The base 10,000 in positional encoding creates a system like counting in different number bases simultaneously — each dimension is a different “clock” cycling at a different frequency.

AI Connection 2021–2024

Jianlin Su (RoPE) & Meta (Llama)

Rotary Position Embedding (RoPE) represents positions as rotations in 2D subspaces of the embedding. It uses Euler’s formula ($e^{i\theta} = \cos\theta + i\sin\theta$) to rotate query and key vectors based on their position. This elegant number-theoretic approach allows LLMs to generalize to longer sequences than they were trained on — a crucial capability.
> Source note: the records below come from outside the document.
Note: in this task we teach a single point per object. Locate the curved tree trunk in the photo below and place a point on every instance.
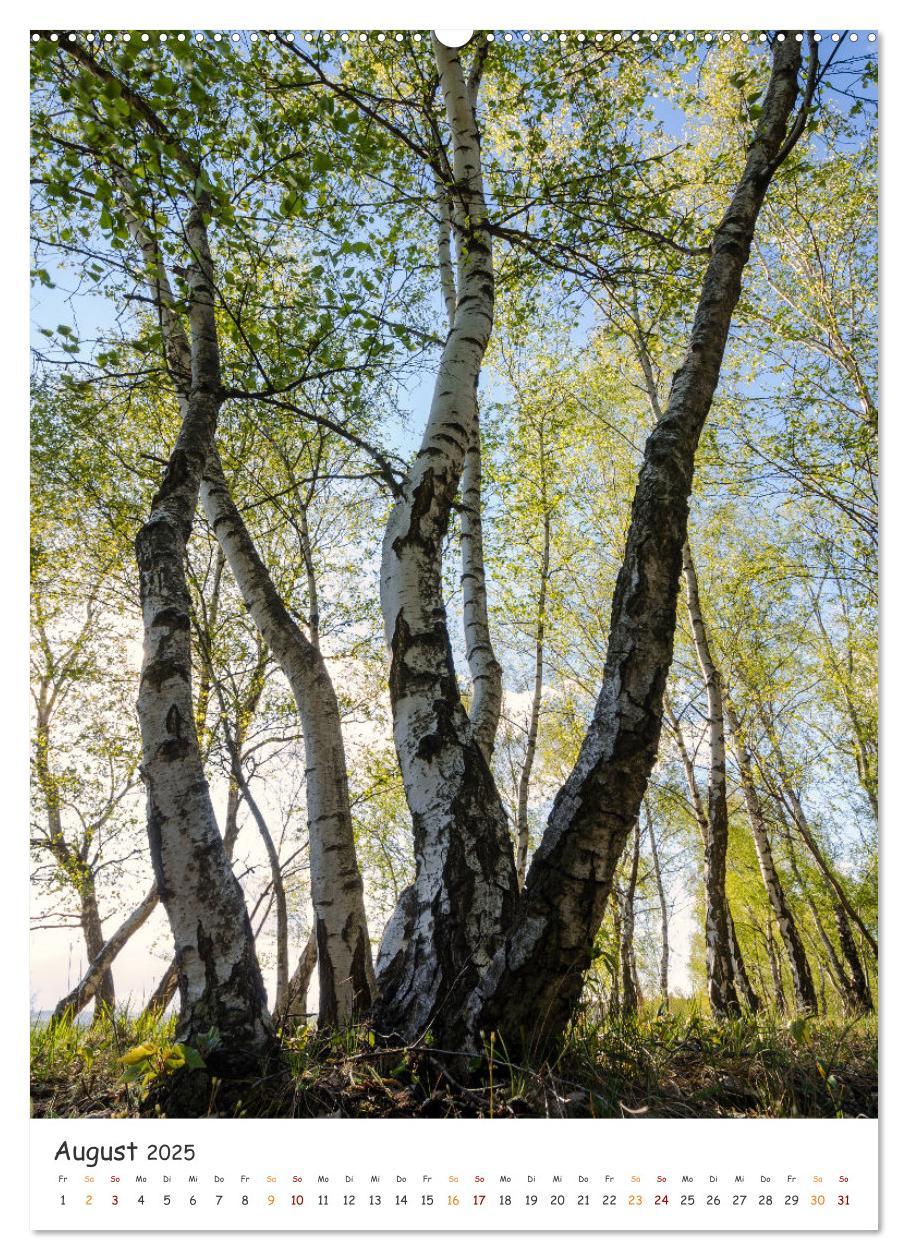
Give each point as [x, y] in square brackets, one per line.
[535, 706]
[663, 910]
[221, 984]
[858, 992]
[532, 987]
[485, 670]
[777, 987]
[105, 994]
[720, 970]
[742, 979]
[91, 982]
[802, 980]
[791, 804]
[294, 1012]
[164, 994]
[345, 969]
[447, 925]
[629, 969]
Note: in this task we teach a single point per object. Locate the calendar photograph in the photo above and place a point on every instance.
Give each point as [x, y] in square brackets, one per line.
[454, 556]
$$\text{RoPE}(x_m, m) = x_m \cdot e^{im\theta} \quad \text{where } \theta_j = 10000^{-2j/d}$$

AI Connection

RoPE uses complex number rotations — Euler’s 18th-century formula — to tell modern LLMs where words are. Llama, Mistral, and many other models rely on this.

Culmination

The journey from prime numbers to position encoding reveals number theory’s hidden power: the “purest” mathematics became the most practical. Every text you send to an AI passes through layers of encoding — Unicode, tokenization, positional encoding — each rooted in centuries of number-theoretic insight.

The Number Theory Chain

$$\text{Primes} \to \text{Modular Arithmetic} \to \text{Hashing} \to \text{Huffman} \to \text{BPE} \to \text{RoPE}$$

Connections to Other Lectures

Lecture 1: Probability & Uncertainty — Shannon’s entropy is the theoretical limit for compression, connecting information theory to the Huffman and BPE encoding schemes in this lecture.
Lecture 9: Fourier Analysis — Sinusoidal positional encoding is a direct application of Fourier series; each position is decomposed into a sum of sine and cosine waves at different frequencies.
Lecture 2: Linear Algebra & Transformations — Embedding matrices convert tokens into vectors; the positional encodings from this lecture are added to those vectors before attention begins.